Data Product Foundations Track: Course I

Overview

In this course, you'll learn how to build a source-aligned Data Product from the ground up. By following each step and completing the checklists, you’ll learn how to connect, ingest, and shape source data into a product-ready asset on DataOS.


🌟 What you’ll learn

By the end of this course, you’ll be able to:

  • Create source-aligned Data Products
    Understand the concepts and build a working Data Product using DataOS.

  • Connect, explore, and ingest Data
    Use depots to connect with source systems, explore external data using Scanner and Workbench, and build Flare workflows for ingestion and transformation.

  • Define data quality and set up monitoring
    Define SLOs, run Soda quality checks, and configure monitors and pagers for reliable, observable data workflows.

  • Deploy and register Data Products
    Package your work into a bundle, create the Data Product spec, deploy it, and make it searchable in the Data Product Hub.


📘 Scenario

You’re part of a retail company’s data team. You’ve been asked to build a Retail Data Product that makes customer, product, and sales data clean, trusted, and usable for dashboards, analytics, and future Data Products. Right now, this raw data is scattered across databases and blob storage—messy, inconsistent, and full of nulls and duplicates.

Your goal? Build a source-aligned Data Product that keeps the raw structure but makes the data usable.

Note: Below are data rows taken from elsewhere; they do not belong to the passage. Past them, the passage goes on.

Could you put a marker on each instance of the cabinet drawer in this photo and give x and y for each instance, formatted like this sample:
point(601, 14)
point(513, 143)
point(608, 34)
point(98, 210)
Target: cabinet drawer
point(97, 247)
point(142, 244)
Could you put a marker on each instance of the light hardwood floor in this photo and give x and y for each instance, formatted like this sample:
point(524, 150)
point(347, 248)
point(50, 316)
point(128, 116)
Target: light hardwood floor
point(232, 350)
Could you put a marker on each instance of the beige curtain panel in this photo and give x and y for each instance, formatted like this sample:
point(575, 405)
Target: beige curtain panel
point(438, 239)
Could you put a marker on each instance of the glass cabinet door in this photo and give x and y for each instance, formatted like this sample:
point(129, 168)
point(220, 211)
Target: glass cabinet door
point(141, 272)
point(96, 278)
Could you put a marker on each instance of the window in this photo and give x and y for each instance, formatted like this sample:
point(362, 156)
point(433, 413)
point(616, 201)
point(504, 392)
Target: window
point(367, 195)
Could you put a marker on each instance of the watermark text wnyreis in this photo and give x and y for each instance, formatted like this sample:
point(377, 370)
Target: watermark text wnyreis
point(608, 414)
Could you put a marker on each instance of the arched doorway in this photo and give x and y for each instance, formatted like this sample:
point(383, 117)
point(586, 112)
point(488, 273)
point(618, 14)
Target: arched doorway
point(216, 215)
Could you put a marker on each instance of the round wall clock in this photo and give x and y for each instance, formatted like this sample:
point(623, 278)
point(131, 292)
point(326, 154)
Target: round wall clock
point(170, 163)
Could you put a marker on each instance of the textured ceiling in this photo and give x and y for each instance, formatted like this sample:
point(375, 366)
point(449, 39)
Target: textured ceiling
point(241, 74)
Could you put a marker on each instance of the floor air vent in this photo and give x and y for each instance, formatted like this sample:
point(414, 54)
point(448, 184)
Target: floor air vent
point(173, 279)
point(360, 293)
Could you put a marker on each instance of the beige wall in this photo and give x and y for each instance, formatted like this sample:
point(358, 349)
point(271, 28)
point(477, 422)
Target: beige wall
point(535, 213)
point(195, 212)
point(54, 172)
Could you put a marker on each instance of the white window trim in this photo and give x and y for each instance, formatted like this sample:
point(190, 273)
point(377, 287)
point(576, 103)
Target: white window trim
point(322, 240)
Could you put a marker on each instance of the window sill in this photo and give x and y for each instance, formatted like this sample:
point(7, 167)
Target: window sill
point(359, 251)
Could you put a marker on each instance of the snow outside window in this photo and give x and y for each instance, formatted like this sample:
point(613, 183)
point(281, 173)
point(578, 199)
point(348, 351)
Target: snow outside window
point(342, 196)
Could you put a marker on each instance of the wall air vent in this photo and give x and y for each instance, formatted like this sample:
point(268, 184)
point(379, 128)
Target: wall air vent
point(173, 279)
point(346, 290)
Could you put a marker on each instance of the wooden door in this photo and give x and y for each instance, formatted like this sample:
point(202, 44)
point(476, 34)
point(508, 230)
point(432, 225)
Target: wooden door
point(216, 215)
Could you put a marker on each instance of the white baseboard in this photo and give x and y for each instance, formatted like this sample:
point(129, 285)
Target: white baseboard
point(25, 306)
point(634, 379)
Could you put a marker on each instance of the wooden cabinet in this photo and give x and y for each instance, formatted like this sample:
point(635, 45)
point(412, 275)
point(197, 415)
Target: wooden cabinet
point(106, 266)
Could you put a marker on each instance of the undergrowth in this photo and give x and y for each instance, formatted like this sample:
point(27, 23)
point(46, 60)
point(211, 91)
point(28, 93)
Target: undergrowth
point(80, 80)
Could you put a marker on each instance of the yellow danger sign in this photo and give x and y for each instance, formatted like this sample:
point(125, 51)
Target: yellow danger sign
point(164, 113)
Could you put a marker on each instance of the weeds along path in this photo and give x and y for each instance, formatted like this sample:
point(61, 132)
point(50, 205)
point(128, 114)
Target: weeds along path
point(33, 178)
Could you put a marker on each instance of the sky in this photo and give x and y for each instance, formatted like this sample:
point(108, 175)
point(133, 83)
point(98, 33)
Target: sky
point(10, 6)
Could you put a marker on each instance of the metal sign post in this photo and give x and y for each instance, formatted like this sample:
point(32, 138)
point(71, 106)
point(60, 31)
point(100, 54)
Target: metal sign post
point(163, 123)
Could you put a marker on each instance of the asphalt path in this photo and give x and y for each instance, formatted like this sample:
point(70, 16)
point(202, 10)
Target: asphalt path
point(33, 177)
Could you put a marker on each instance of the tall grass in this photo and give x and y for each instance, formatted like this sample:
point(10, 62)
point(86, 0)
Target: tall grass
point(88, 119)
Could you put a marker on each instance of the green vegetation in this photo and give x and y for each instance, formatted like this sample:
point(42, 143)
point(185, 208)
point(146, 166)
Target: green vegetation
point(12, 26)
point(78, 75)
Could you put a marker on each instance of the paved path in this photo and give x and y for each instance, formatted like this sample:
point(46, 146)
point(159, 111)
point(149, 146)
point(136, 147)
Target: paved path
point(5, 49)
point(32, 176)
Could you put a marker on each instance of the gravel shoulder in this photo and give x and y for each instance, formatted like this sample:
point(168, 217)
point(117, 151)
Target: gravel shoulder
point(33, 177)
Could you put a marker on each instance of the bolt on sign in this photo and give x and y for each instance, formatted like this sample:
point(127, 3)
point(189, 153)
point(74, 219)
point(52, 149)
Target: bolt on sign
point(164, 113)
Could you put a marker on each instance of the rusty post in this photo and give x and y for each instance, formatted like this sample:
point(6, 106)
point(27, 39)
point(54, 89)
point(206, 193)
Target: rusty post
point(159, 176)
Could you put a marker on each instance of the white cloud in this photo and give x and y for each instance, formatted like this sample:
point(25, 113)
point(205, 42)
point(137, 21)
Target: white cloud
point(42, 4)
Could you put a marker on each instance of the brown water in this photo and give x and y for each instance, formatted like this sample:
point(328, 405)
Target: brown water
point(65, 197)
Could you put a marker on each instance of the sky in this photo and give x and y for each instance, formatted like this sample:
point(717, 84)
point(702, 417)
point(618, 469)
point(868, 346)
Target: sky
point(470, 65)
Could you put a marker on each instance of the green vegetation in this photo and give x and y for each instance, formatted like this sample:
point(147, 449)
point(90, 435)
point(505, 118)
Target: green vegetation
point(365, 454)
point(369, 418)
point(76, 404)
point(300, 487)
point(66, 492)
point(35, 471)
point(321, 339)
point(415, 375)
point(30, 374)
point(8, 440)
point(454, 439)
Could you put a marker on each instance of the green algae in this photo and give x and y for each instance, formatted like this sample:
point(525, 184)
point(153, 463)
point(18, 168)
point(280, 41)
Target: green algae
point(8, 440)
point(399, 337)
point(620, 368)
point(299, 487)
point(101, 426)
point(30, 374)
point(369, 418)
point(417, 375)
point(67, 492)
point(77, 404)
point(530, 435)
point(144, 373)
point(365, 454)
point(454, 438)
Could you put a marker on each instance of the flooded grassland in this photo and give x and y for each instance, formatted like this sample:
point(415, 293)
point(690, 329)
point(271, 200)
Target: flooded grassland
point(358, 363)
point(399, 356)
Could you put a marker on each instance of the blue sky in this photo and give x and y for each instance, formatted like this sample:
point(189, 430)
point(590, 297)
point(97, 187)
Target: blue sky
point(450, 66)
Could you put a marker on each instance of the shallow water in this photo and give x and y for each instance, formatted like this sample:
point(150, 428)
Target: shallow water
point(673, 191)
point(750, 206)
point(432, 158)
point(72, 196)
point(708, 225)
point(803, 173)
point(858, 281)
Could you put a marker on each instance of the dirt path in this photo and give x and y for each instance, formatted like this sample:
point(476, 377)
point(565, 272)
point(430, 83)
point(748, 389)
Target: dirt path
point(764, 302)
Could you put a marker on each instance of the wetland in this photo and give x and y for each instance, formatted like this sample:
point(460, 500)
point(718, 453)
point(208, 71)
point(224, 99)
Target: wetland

You’ll apply quality checks, transform formats, enforce governance, and organize it around real business entities and make them available for the downstream use.


📚 Learning modules

Module 1: Understand Source-Aligned Data Products


Module 2: Connect to Raw Data Sources


Module 3: Explore Metadata and Raw Data


Module 4: Ingest and Transform Data


Module 5: Add Quality Checks


Module 6: Set Up Monitoring & Alerts


Module 7: Deploy Your First Source-aligned Data Product


How to use these modules

Each module in this track is designed for self-paced, hands-on learning.

To follow along:

  1. Open your preferred code editor and create a new file with a .yaml extension.

  2. Based on your objective (e.g., creating a data pipeline, configuring access policies), copy the relevant YAML snippets provided in the training materials.

  3. Modify the snippets as needed to suit your use case—update names, paths, and credentials as appropriate.

  4. Login to your DataOS training instance via the CLI.

  5. Use the dataos-ctl apply command to deploy and test your changes.

Each section includes specific instructions and configuration details to guide you through the process.

Checklist for success

Make sure you complete the following:

  • ✅ CLI installed and initialized
  • ✅ Depot manifests created using Instance Secrets
  • ✅ Data explored via Workbench and metadata viewed in Metis
  • ✅ Ingestion pipelines built and verified
  • ✅ SLOs defined and implemented using SodaCL
  • ✅ Quality monitored in Metis with SLO trends and alerts
  • ✅ Data Product deployed and visible to intended users

You’re all set to create your first source-aligned Data Product. Let’s get started!